Politics Thesis

Thu Apr 23 2020

tags: public ppe_work pdf

tl;dr summary here Thesis on GitHub here

Gibbs Prize for best thesis.

Very proud of this work. I spent almost an entire year, and hundreds of hours on this. It couldn't have been done without the time and effort Bassel, Filip, Martin, Tak Huen, Sergi, Andy, Jonathan Rodden, Nick Eubank, and Prof. Stephanopoulos lavished on me.

Comments from markers here and here.

Comments from Stephanopoulos (via email):

Hi Zhenghong,

Just a quick note that I read, and was very impressed by, your thesis. I think it's a remarkable piece of work: one of the first pieces to explore the tradeoffs between different redistricting goals using simulations. If I can assist in any way down the road, please let me know.


On Thu, May 7, 2020 at 3:56 PM Nicholas Stephanopoulos nicholas.stephanopoulos@gmail.com wrote:

Hi Zhenghong,

Nice to hear from you again! I'm delighted that my spatial diversity work was useful, and I'm looking forward to reading your thesis. I love the idea of looking at how different redistricting criteria are related to one another in hypothetical maps. Hope you're managing okay in this crazy time.

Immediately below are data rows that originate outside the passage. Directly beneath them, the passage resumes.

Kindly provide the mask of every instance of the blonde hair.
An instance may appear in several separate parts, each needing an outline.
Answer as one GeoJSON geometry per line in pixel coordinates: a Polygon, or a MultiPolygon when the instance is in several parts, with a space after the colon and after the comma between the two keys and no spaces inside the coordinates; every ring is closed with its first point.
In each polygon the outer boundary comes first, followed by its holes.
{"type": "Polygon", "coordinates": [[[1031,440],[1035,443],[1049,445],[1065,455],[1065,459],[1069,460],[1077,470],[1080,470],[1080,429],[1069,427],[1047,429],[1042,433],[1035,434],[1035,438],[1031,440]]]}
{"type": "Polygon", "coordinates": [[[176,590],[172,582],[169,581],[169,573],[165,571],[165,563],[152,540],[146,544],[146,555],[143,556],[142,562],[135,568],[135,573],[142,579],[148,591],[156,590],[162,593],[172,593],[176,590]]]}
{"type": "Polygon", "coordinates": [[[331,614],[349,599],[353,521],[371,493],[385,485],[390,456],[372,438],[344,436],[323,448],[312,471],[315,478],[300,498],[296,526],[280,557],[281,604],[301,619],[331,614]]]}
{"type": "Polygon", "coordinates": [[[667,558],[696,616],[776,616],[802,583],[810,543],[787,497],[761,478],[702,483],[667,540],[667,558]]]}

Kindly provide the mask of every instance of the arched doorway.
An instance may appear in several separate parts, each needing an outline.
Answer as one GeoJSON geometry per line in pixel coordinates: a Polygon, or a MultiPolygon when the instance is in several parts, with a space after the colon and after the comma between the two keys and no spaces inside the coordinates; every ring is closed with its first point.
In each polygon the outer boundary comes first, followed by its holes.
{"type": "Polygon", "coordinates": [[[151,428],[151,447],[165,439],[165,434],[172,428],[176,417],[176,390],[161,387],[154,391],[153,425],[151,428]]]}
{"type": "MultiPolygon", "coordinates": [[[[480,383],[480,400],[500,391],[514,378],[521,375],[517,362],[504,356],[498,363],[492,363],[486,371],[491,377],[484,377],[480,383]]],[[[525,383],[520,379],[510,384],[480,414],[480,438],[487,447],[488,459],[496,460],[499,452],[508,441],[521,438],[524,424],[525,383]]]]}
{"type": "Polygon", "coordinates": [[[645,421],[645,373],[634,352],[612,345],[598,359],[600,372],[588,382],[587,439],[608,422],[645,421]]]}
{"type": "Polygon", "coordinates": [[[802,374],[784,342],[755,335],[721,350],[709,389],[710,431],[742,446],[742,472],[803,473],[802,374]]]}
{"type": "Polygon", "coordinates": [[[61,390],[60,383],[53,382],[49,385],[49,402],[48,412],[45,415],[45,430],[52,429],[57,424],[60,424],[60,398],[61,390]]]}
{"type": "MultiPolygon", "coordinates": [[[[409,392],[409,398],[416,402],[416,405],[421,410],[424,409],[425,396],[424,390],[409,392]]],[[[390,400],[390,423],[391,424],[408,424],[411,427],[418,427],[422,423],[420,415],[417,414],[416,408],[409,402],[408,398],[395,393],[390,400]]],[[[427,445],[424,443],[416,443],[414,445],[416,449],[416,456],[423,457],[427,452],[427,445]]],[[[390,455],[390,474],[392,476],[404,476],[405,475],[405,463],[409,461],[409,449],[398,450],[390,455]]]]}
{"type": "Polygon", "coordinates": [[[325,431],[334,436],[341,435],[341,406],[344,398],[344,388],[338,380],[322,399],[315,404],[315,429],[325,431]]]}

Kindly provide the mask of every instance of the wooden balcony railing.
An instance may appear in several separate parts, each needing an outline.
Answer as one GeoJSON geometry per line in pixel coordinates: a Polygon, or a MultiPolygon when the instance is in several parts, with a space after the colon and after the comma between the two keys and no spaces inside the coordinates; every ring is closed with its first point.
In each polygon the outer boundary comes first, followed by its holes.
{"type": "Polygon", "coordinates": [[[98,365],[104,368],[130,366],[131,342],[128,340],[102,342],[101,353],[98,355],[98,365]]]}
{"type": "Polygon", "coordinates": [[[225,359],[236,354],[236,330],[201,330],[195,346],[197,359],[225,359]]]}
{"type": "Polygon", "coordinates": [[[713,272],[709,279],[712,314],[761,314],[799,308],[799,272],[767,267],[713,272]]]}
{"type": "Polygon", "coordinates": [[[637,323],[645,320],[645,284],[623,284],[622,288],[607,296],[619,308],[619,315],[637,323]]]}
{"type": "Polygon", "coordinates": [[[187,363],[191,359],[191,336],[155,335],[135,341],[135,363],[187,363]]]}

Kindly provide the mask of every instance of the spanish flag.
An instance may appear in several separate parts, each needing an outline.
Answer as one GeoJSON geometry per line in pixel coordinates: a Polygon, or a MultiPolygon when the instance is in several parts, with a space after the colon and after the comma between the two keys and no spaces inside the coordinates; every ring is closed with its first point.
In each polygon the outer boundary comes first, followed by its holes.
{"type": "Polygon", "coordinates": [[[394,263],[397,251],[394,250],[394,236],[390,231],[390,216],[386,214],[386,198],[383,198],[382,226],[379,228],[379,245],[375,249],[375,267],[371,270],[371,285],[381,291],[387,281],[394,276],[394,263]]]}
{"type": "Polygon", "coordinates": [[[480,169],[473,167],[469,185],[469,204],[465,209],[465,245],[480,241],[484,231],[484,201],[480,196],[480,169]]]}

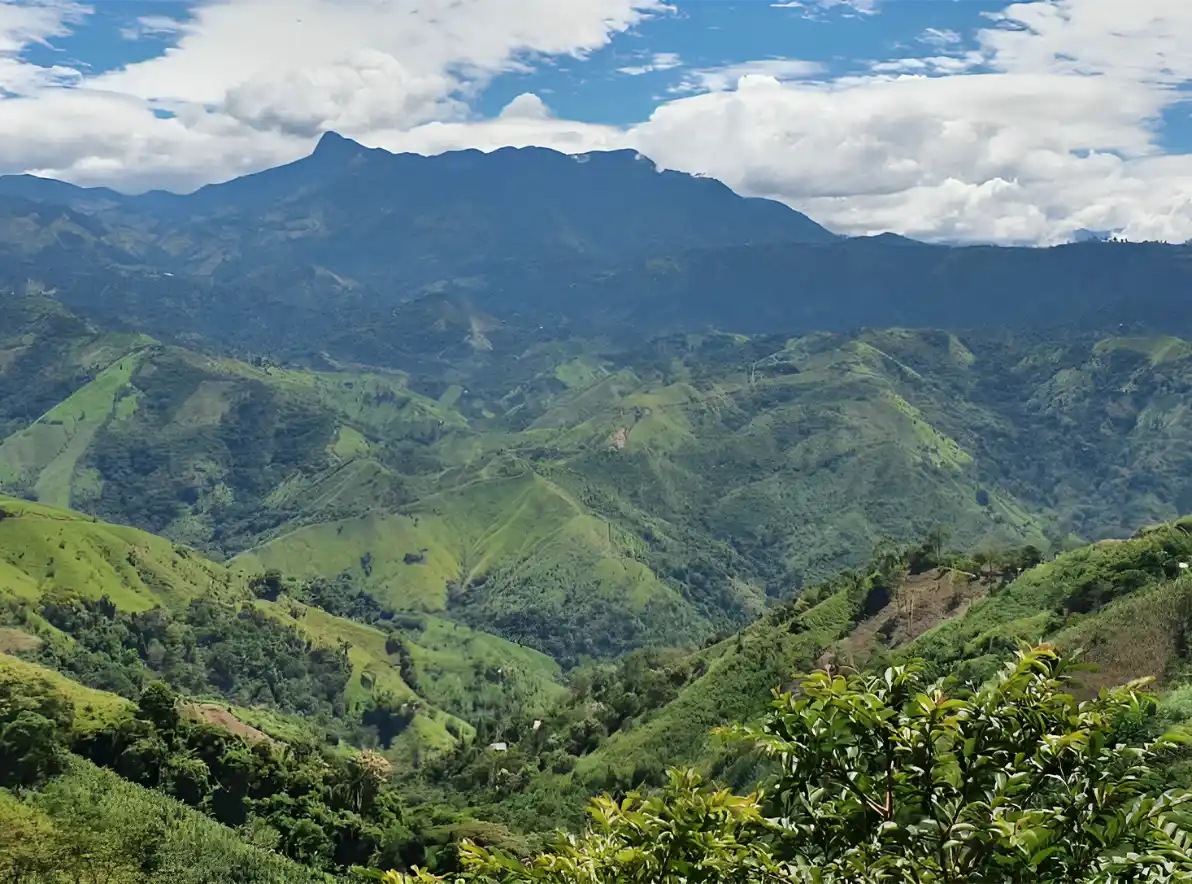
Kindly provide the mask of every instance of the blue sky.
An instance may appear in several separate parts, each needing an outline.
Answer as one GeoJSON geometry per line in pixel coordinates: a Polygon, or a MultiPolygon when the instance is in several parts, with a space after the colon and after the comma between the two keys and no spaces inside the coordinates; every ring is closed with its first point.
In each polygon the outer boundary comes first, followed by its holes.
{"type": "MultiPolygon", "coordinates": [[[[932,31],[960,38],[951,50],[971,48],[973,32],[987,23],[983,14],[1006,4],[892,0],[880,15],[858,12],[847,3],[820,6],[815,0],[804,6],[767,0],[677,0],[672,5],[673,11],[642,21],[581,58],[547,59],[526,72],[498,76],[474,102],[476,111],[495,115],[517,95],[533,92],[549,96],[556,113],[568,118],[632,124],[662,101],[689,91],[694,70],[794,58],[821,64],[826,76],[856,73],[871,61],[922,55],[924,35],[932,31]],[[656,60],[661,65],[652,64],[656,60]]],[[[90,8],[80,27],[29,46],[24,57],[92,74],[117,70],[177,43],[176,32],[155,33],[153,20],[185,22],[193,7],[171,0],[99,0],[90,8]],[[130,39],[133,34],[136,39],[130,39]]]]}
{"type": "Polygon", "coordinates": [[[635,147],[847,233],[1192,237],[1188,0],[0,0],[0,173],[635,147]]]}

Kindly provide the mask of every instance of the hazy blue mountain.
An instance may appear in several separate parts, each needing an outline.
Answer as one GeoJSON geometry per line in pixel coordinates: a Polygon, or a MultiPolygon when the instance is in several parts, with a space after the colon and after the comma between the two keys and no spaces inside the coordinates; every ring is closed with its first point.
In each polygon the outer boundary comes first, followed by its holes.
{"type": "Polygon", "coordinates": [[[328,134],[188,195],[0,178],[0,285],[37,280],[159,337],[430,373],[576,335],[707,327],[1187,335],[1190,257],[845,239],[632,151],[424,157],[328,134]]]}
{"type": "Polygon", "coordinates": [[[780,203],[660,171],[633,151],[504,148],[425,157],[370,150],[334,133],[309,157],[186,196],[122,196],[30,176],[0,178],[0,195],[90,211],[140,229],[142,239],[168,239],[181,266],[217,276],[276,260],[357,281],[389,282],[396,273],[427,284],[549,255],[618,261],[836,239],[780,203]]]}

On Thu, May 7, 2020 at 10:41 AM Lieu Zheng Hong lieuzhenghong@gmail.com wrote:

Dear Prof Stephanopoulos,

I hope you and your loved ones are well during these unprecedented times.

I have recently submitted my undergraduate thesis. In it I examine whether or not there is a trade-off between compactness and communities of interest when drawing districts, both of which are mandated by legislatures in the U.S. I operationalise communities of interest with your measure of spatial diversity. I draw hundreds of thousands of counterfactual plans, meant to represent the set of plans an unbiased districting commission would conceivably draw.

I find the following results:

1. Districts' spatial diversity varies a lot between states (your finding), but not so much within states. Each state occupies only a narrow band in the range of possible spatial diversity scores, no matter how we draw the districts. 2. Small urban districts are usually more spatially diverse. 3. Whether or not there is a trade-off between compactness and spatial diversity depends on the compactness measure we choose (Polsby-Popper, Convex Hull, Reock, etc..). Some compactness measures trade-off spatial diversity with compactness, while others synergise well with compactness.

I've attached it here in case you wanted to take a look. Comments are most welcomed, of course.

Without exaggeration, I couldn't have done it without your measure and your data. The spatial diversity measure forms the bedrock of all analyses---without the measure, there would be no thesis. So please accept my sincere gratitude!